C. Optimal Threshold for Local Sensors
In Section III-A, we assumed that $\tau_1$ and $\tau_2$ are individual sensor thresholds. It can be seen that $P_D$ and $P_{FA}$ given by Eq.(18) and Eq.(19) are functions of $\tau_1$ and $\tau_2$. Constraining $P_{FA}=\alpha$, $P_D$ can be written as $P_D(\tau_1, \tau_2)=Q(\frac{\sigma_0(\tau_1, \tau_2)Q^{-1}(α) +\mu_0(\tau_1, \tau_2)−\mu_1(\tau_1, \tau_2)}{\sigma_1(\tau_1, \tau_2)}).\tag{30}$
The sensor thresholds are chosen to maximize $P_D$ at a particular value of $P_{FA}$. Hence the optimal sensor thresholds are given by $(\tau_1^*, \tau_2^*) = \arg \max_{\tau_1,\tau_2} P_D(\tau_1,\tau_2). \tag{31}$
First time, the mean $\mu_0$, $\mu_1$ introduced in Eq.(14), (16), on page 3: $\mu_0=N[C_1q_1+C_2q_2+C_3q_3], \tag{14}$
$\mu_1=N[C_1p_1+C_2p_2+C_3p_3], \tag{16}$ where $N$ is constant equal to $100$, $C_1, C_2, C_3$ are constants, and $p_1, p_2, p_3$, $q_1, q_2, q_3$ are probabilities.

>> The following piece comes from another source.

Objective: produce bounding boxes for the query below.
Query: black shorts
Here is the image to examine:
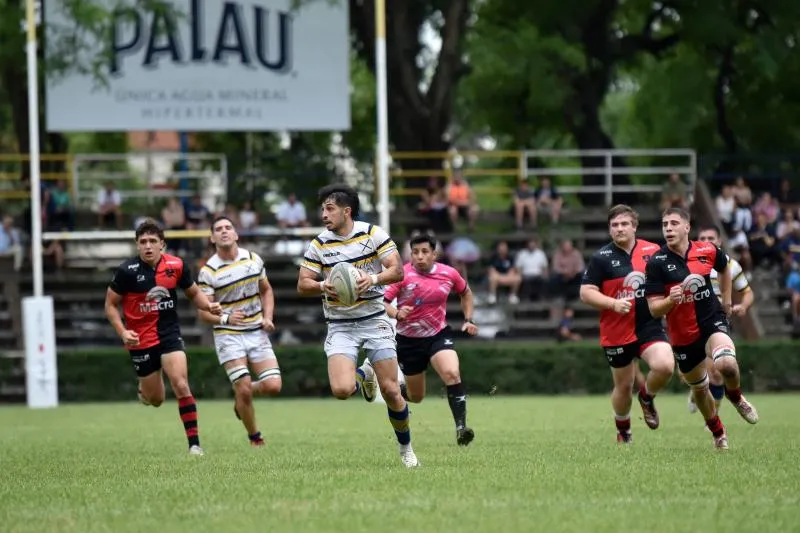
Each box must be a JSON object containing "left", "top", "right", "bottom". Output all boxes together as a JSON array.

Later, the authors assumed that $C_3=0$. I can suppose, that I can rewrite Eq.(14), (16) without the last terms: $\mu_0=N[C_1q_1+C_2q_2], \tag{14'}$
$\mu_1=N[C_1p_1+C_2p_2]. \tag{16'}$
Finally, I can denote $\mu_0=\mu_0(q_1,q_2)$, $\mu_1=\mu_1(p_1,p_2)$, i.e. we have two functions and four variables.
Question. How to derive the function $P_D$ in Eq. (30) such that the function of two variable $\tau_1$, $\tau_2$ only?
Remark. Should I use the relations: $p_1=1-p_2$, $q_1=1-q_2$ because
$p_1$, $p_2$ and $q_1$, $q_2$ the success probabilities under H1, H0 respectively in the Bernoulli scheme.
I have found the answer on my question. I read again and found that in Eq.(5)-(8), the probabilities $p_1$, $p_2$, $q_1$ and $q_2$ are the functions of $\tau_1, \tau_2$, therefore, I can write $\mu_0=\mu_0(p_1, p_2)=\mu_0(p_1(\tau_1), p_2(\tau_2))=\mu_0(\tau_1, \tau_2)$.